One application where artificial intelligence can make a huge difference is in the early detection of retinal disease. Visual impairment affects one in 20 people, according to the World Health Organization, but nearly 80 percent of this is avoidable if treated early. A project at the Barcelona Supercomputing Center is investigating how AI can improve the screening process, using analytical models to process scans of patients’ eyes via an HPC cluster. It’s a technology that has the potential to save the sight of millions of people, with AI helping human ophthalmologists spot problems early.
Another area where AI and HPC shine is cancer diagnosis and treatment. Multiple research universities are working on new diagnostic models for several different kinds of cancer, helping to ensure better diagnoses. Rather than relying on expensive and slow manual processes, deep learning methodologies match MRI scans and CT scans against a huge database of previous cases, offering radiologists pointers that help improve early diagnosis of cancer.
Why AI matters
Artificial intelligence will also be important to everything from drug discovery to public health and the clinical setting.
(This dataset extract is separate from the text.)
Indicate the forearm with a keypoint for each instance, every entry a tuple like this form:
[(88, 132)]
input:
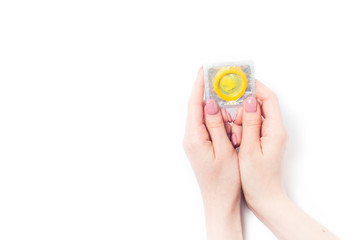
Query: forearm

Drug manufacturers frequently apply machine learning techniques to extract chemical information from large compound data sets and use this to design new drugs for clinical trials. AI models can be trained to better select study participants with advanced statistical methods and to assess the results of the studies.
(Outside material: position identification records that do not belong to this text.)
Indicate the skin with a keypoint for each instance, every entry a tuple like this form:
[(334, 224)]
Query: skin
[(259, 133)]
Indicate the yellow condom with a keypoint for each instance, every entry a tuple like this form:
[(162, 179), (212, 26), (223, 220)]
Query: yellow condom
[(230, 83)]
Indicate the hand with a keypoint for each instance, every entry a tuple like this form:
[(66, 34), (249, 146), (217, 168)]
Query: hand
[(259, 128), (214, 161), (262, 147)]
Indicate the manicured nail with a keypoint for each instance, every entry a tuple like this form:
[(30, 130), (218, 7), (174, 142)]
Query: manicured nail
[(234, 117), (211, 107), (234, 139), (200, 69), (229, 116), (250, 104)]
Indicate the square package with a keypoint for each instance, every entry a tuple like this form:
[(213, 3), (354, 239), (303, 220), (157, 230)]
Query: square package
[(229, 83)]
In the clinical setting, the potential of AI is enormous, ranging from the automation of diagnosis processes to therapeutic decision-making and clinical research. Among the most promising applications of AI is for the automated processing of cardiac imaging data, which is necessary for the assessment of cardiac structure and function. The generation of more accurate and automated echocardiograms with the use of AI is expected to reveal unrecognized imaging features that will facilitate the diagnosis of cardiovascular disease. It will also minimize the limitations associated with human interpretation of these scans.
AI can assist in the public health domain as well, in preventing disease, prolonging life and promoting health. It can help identify specific demographics or locations where the prevalence of disease or high-risk behaviors exist, allowing doctors to intensify contact with patients as well as to target services to specific individuals.
The last application of AI is in the administration of healthcare. A lack of bed availability in hospitals is an important cause of surgical cancellations and applying AI to optimize the availability of beds can help to decrease this.
Looking to the future
HPC and AI are incredibly valuable tools, and societies must ensure that it’s as easy as possible for healthcare organizations to use them. Research institutions should not be building everything themselves. Instead, we need to integrate these tools to minimize barriers as much as possible for healthcare organizations to make the most of these valuable technologies.
Combined with AI, HPC offers answers to many of the greatest questions we face in healthcare and has the potential to usher in a new era of medicine where treatments are personalized to each patient. Healthcare organizations need to have easy access to these technologies to take this journey to a brighter future.